自分の体を大切にしようというテーマはごもっともなもので、それに対していちゃもんをつける気はありません。でも、人間のドラマと体内のドラマがリンクして物語が展開していくという点では、ディズニーアニメ『インサイド・ヘッド』(2015年)のほうがよく練られたストーリーだったように思います。難病を扱ったお涙ちょうだいドラマと有名芸能人によるコスプレショーの組み合わせにしか、自分には感じられませんでした。
大掛かりなアクションシーンを評価する声もありますが、佐藤健主演作『るろうに剣心』(2012年)の焼き直しに過ぎません。強いて見どころを挙げるとすれば、NK細胞役を演じた仲里依紗のアクション女優としての活躍でしょうか。
体内を舞台にしたVFXアドベンチャーというと、ハリウッド映画『ミクロの決死圏』(1966年)や『インナースペース』(1987年)などがあるので、どうも既視感があるんです。小さい子ども向けの教養番組として家族で観る分にはいいんでしょうけど。

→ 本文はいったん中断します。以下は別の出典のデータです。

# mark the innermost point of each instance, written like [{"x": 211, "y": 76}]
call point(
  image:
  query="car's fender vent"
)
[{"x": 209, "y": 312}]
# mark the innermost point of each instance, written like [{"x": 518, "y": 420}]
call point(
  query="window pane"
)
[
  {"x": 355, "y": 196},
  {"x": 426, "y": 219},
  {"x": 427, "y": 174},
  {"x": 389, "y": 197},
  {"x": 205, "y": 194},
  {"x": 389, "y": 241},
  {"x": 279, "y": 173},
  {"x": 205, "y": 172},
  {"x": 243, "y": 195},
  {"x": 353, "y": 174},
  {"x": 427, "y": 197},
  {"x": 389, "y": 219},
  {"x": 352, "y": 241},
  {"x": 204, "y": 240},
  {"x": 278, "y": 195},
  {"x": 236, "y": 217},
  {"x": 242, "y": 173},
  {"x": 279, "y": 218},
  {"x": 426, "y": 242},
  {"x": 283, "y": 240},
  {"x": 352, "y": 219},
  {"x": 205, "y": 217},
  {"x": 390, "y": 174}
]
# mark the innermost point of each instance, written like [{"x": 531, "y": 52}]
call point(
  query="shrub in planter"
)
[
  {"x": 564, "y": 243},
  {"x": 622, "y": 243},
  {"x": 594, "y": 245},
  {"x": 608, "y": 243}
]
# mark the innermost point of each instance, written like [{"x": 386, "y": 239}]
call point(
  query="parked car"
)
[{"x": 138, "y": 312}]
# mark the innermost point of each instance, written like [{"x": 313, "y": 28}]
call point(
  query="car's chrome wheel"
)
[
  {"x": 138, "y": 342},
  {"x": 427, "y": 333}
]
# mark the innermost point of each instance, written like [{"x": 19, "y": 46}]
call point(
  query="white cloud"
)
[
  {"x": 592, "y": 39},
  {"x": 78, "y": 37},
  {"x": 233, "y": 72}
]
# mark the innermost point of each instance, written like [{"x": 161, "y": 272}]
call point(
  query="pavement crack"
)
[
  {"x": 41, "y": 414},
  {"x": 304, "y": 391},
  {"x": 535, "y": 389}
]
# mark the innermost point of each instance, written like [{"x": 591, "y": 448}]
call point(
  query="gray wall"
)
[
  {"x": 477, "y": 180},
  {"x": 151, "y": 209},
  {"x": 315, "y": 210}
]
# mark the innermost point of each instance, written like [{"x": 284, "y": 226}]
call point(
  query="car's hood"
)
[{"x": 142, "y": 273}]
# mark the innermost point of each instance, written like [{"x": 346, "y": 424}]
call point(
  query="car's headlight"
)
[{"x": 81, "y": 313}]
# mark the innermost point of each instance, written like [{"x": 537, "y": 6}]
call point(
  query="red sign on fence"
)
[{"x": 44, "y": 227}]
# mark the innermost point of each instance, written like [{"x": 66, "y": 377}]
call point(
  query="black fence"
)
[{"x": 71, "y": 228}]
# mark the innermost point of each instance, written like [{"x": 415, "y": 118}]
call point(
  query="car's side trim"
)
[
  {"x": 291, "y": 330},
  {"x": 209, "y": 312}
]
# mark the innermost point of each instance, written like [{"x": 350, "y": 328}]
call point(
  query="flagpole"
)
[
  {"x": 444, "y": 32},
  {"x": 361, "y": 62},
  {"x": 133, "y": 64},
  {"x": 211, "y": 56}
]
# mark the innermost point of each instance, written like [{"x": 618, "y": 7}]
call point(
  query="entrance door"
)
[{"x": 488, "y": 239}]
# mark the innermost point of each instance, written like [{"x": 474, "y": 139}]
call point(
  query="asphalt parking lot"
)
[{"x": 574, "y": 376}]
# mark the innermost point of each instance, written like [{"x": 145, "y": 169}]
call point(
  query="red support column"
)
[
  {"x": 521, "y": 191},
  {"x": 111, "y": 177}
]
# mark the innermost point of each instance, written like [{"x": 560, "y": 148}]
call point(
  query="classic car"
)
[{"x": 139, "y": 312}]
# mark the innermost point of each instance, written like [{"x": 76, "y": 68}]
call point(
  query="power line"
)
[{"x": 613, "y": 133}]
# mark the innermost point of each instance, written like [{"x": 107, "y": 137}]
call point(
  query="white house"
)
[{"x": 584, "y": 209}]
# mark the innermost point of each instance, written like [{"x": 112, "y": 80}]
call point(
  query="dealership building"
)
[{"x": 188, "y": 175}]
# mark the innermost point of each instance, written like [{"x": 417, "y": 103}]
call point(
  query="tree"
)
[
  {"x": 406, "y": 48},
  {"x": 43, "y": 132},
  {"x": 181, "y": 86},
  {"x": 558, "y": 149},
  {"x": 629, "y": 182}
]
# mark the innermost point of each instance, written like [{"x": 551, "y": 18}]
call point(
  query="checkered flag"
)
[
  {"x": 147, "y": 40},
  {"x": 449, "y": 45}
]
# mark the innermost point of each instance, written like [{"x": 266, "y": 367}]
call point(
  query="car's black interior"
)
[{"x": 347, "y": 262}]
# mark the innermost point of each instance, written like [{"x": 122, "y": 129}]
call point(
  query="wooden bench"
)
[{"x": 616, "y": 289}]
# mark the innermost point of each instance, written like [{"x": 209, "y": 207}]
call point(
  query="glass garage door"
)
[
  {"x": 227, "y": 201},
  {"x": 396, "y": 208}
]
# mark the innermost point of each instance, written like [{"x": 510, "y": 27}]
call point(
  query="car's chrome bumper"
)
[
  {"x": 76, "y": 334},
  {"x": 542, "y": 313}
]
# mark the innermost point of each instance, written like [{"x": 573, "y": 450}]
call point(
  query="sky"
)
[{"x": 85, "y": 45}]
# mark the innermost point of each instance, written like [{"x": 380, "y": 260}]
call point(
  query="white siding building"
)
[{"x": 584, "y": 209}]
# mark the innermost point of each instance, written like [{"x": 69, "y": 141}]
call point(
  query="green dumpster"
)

バカバカしい映画に、キャストもスタッフも本気で取り組んでいるのがすごいーという声も聞きますが、仕事に全力を尽くすのは当たり前だと思いますよ。
「茶番」映画の巨匠
武内英樹監督は『のだめカンタービレ最終楽章 前編』(2009年)で劇場映画デビューし、『テルマエ・ロマエ』二部作(2012年、2014年)の大ヒット以降、今ではすっかり「茶番」映画の巨匠となっています。
フジテレビのディレクターだったころの武内監督は、深津絵里主演作『彼女たちの時代』、常盤貴子主演作『カバチタレ!』といった時代に斬り込んだ野心的なドラマを手掛けており、大いに楽しませてもらった記憶があります。「茶番」映画専門監督になっていることに、一抹の侘しさを感じずにはいられません。「茶番」映画が当たったことで、その後も「茶番」映画しか撮らせない映画業界にも問題があるように思います。
シネコンに行くと、福田雄一監督とそのお友達による学芸会映画もしょっちゅう上映されているじゃないですか。若い子たちからお金を搾取する茶番映画に学芸会映画は、もう充分じゃないですか。
スネに傷持つ俳優たちの出演作なら、萩原健一主演『いつかギラギラする日』(1992年)、内田裕也主演『コミック雑誌なんかいらない!』(1986年)、勝新太郎主演『新座頭市・破れ!唐人剣』(1971年)あたりも、日テレさんはぜひ検討してください。